It was Samuel Johnson who famously remarked that "patriotism is the last refuge of scoundrels" and there will be plenty of them in attendance wrapping themselves in their respective flags.

Without too much thought, South Africa's Jacob Zuma invited all 52 of his fellow African heads of state. The invitation apparently stands to Sudan's Omar al-Bashir with one important caveat: he will be arrested if he accepts. Mr Zuma was forced to clarify in parliament recently that South Africa would act on the warrant issued for the Sudanese leader by the International Criminal Court for war crimes in Darfur.

Soccer City, the hi-tech calabash of a stadium on the outskirts of Soweto township, can hold more than 90,000 people but the "double-vees" or VVIPs have an enclosure that holds only 120 people in extraordinary comfort.

The good news for organisers is that Nelson Mandela will be one of them, albeit briefly. After contradictory statements from the government, Fifa and the family last week, it seems the universally popular architect of the Rainbow Nation will now make an appearance – then head home before it gets too cold. His grandson Mandla relented on his earlier insistence that his grandfather couldn't cope with attending some part of the opening ceremony, which is followed by the host's game against Mexico.

The appearance by Madiba, as Mr Mandela is known at home, is likely to mean a wave to the crowd ahead of kick-off and then a quiet exit after the opening whistle. The frail 91-year-old will then watch the rest of the game on television at home, we are assured.

So that's one seat filled. Another two will be taken by the men who came after him – Thabo Mbeki and Jacob Zuma. It seems unlikely that they will be sitting together after a titanic six-year power struggle saw Mr Zuma hound Mr Mbeki out of office. No one should be surprised if Mr Zuma apes the Mandela trademark and turns up in the team colours.

The current South African President will be grateful that the impending football fiesta has distracted from a potentially damaging scandal over one of his wives that he has denied. Ma Ntuli is reported to have had an affair with a presidential bodyguard – who committed suicide when news of the liaison broke. She is believed to be pregnant.

But she will be there along with her two fellow wives, who it is hoped won't be jostling for the seat nearest Zuma as they did at one recent public function. Mr Mandela's wife, Graca Machel, may choose to sit this one out rather than run into Winnie Madikizela.

Meanwhile, the stiffer, more formal Mr Mbeki might choose to have a final effort at his "quiet diplomacy" with the Zimbabwe delegation, which is expected to include Robert Mugabe and his Prime Minister, Morgan Tsvangirai.

Another possible guest whose entourage may be camped in Johannesburg is Muammar Gaddafi. The Libyan leader doesn't have a team to cheer on but would be loath to miss the chance to remind the world that he regards himself as the paramount African leader at the continent's first World Cup.

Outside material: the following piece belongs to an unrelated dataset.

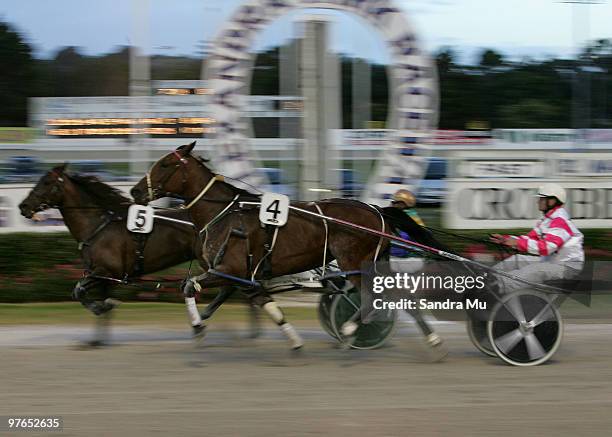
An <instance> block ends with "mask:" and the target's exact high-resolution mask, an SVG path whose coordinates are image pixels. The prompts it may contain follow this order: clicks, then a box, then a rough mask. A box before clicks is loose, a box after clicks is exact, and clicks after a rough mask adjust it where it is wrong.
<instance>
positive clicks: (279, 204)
mask: <svg viewBox="0 0 612 437" xmlns="http://www.w3.org/2000/svg"><path fill="white" fill-rule="evenodd" d="M288 216H289V197H287V196H285V195H284V194H277V193H264V194H263V196H261V207H260V208H259V221H260V222H262V223H263V224H266V225H273V226H284V225H285V223H287V217H288Z"/></svg>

Fifa's own de facto head of state, Sepp Blatter, will, as usual, be sitting as far as possible from his predecessor Joao Havelange – the man about whom it was recently observed that while a teenage Brazilian changed the way football was "played", it was the now-geriatric Havelange who had changed the way it was "paid".

Top prize for political football has been taken by the less flamboyant Felipe Calderon. The President of Mexico was considering staying at home to deal with multiple crises there until opinion polls told him that the majority of his countrymen would be there in a flash if they were him. Democratically, he decided to come after all.

Not so Barack Obama, whose voters would be less understanding. Instead, Vice-President Joe Biden will fly the flag before heading to Rustenburg to see the US take on England on Saturday. That match-up has worried terrorism experts sufficiently that it is getting more of the $174m (£119m) World Cup security budget than any other game.

But this will be the safest finals ever, according to a radio commercial by Fifa and the South African police (Saps). A voice reels off a list of helicopters bought, assault rifles loaded, water cannons primed and 40,000 specially deployed police, then without missing a beat concludes: Fifa and Saps "showcasing the humanity of Africa".